Shared decision making (SDM) is guideline-recommended for cardiovascular (CV) risk prevention1 and may address common discordance between individual risk and treatment intensity, but SDM is not widely adopted in preventive care settings. As part of an implementation-effectiveness pragmatic trial in three U.S. healthcare systems, we conducted surveys and site visits of pre-implementation context, embedded an SDM tool for CV preventive care conversations in electronic health records (EHR), and are deploying targeted implementation strategies to increase adoption of the tool.2 Assessment of early adoption (i.e., clinicians who took up the practice earliest) informed targeted implementation strategies, including identification of peer champions. This symposium will share our team’s experience engaging clinicians, information technology, and other research partners in three health systems to develop and document EHR infrastructure for assessing SDM tool adoption. We will share our virtual approach for training implementation facilitators and identifying and preparing clinical champions and provide examples of ways in which clinician surveys, site visits, and EHR reports on clinician adoption and patient reach have been used to identify early adopters and map implementation strategies to identifiable barriers. The symposium will include a team-based presentation mode followed by attendee engagement related to strategies for adoption of EHR-enabled SDM in preventive care settings. To date, 125 clinicians have used the tool in 4500 clinical encounters. More than half of clinicians who adopted the tool after EHR integration did so before implementation strategies commenced (i.e., early adopters). Attitudes toward SDM and impressions of EHR use in patient care were positive among adopters and non-adopters. Sites with high numbers of early adopters also had high numbers of late adopters and limited non-adopters; sites with low early adoption had high rates of non-adoption, even when late adoption was at least moderate.

References

  1. Arnett DK, Blumenthal RS, Albert MA, Buroker AB, Goldberger ZD, Hahn EJ, Himmelfarb CD, Khera A, Lloyd- Jones D, McEvoy JW, Michos ED, Miedema MD, Muñoz D, Smith SC Jr, Virani SS, Williams KA Sr, Yeboah J, Ziaeian B. 2019; ACC/AHA Guideline on the Primary Prevention of Cardiovascular Disease: A Report of the american college of cardiology/american heart association task force on clinical practice guidelines. J Am Coll Cardiol. 2019;74(10):1429–1430.
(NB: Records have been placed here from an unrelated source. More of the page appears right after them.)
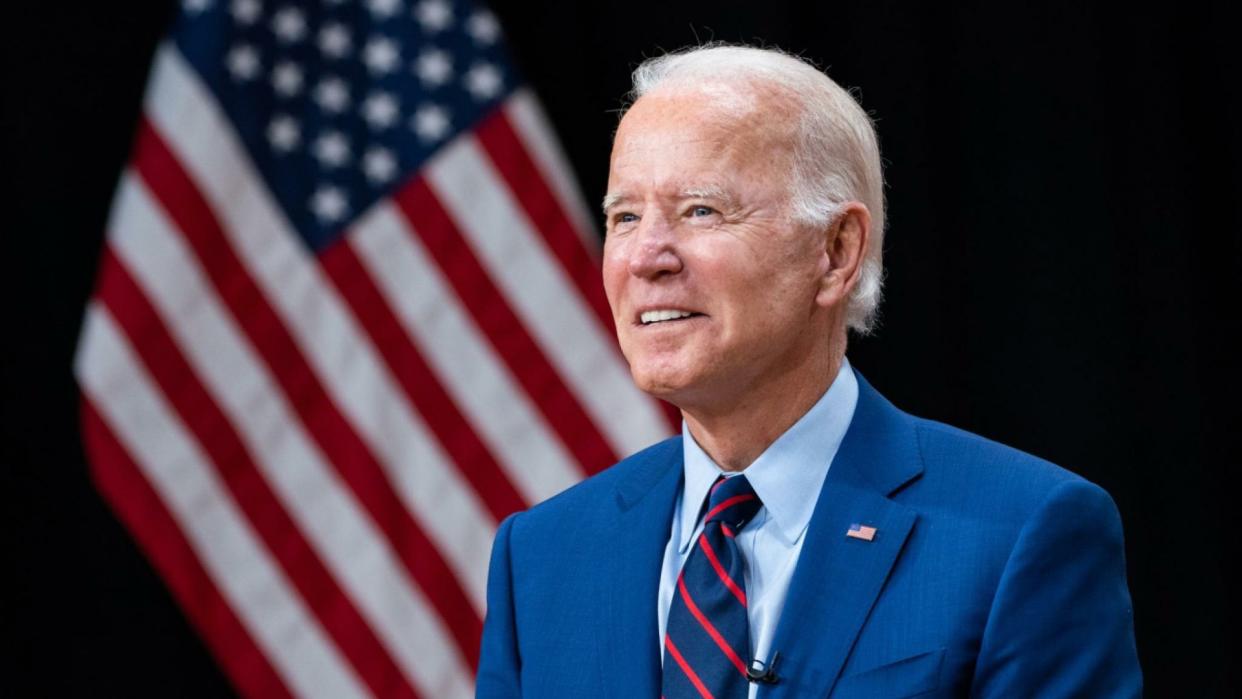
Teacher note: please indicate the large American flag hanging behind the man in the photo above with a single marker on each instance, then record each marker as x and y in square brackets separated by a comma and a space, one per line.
[348, 317]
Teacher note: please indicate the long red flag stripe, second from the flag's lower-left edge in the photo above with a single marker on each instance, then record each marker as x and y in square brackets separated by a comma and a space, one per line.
[218, 438]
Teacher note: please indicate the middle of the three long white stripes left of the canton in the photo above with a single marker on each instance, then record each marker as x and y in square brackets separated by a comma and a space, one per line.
[356, 553]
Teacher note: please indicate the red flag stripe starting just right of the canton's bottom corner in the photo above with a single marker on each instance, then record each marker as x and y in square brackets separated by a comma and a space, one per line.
[475, 461]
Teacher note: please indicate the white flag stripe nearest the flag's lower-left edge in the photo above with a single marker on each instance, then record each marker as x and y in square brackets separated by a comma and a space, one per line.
[244, 573]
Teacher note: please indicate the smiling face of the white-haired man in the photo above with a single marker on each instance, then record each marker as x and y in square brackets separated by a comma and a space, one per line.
[699, 224]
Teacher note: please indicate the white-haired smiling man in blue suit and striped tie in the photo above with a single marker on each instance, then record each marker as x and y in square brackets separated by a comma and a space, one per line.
[802, 537]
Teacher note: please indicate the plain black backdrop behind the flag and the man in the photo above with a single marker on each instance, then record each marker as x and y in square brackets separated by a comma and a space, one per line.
[1064, 276]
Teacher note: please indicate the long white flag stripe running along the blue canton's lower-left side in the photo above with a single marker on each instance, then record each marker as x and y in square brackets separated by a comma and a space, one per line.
[346, 363]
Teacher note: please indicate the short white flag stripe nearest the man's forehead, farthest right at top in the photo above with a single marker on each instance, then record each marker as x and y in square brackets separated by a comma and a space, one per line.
[532, 125]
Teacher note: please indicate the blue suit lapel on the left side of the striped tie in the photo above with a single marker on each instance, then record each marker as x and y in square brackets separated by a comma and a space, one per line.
[630, 575]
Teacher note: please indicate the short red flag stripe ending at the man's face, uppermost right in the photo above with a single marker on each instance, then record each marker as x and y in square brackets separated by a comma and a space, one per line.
[531, 191]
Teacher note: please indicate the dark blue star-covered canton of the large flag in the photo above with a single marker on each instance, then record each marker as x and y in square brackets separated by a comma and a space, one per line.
[336, 101]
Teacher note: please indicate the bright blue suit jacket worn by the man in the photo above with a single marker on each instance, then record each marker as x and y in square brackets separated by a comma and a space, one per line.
[992, 574]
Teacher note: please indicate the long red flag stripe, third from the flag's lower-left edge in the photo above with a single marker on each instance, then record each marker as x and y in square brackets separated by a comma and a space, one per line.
[352, 459]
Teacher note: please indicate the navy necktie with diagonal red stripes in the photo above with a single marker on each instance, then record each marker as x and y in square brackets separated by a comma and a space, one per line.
[707, 646]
  2. Ridgeway JL, Branda ME, Gravholt D, Brito JP, Hargraves IG, Hartasanchez SA Leppin, AL, Gomez, YL, Mann, DM, Nautiyal, V Thomas, RJ Behnken, EM, Torres Roldan, VD, Shah, ND, Khurana, CS, Montori, VM, Increasing risk-concordant cardiovascular care in diverse health systems: a mixed methods pragmatic stepped wedge cluster randomized implementation trial of shared decision making (SDM4IP). Implement Sci Commun. 2021;2(1):43.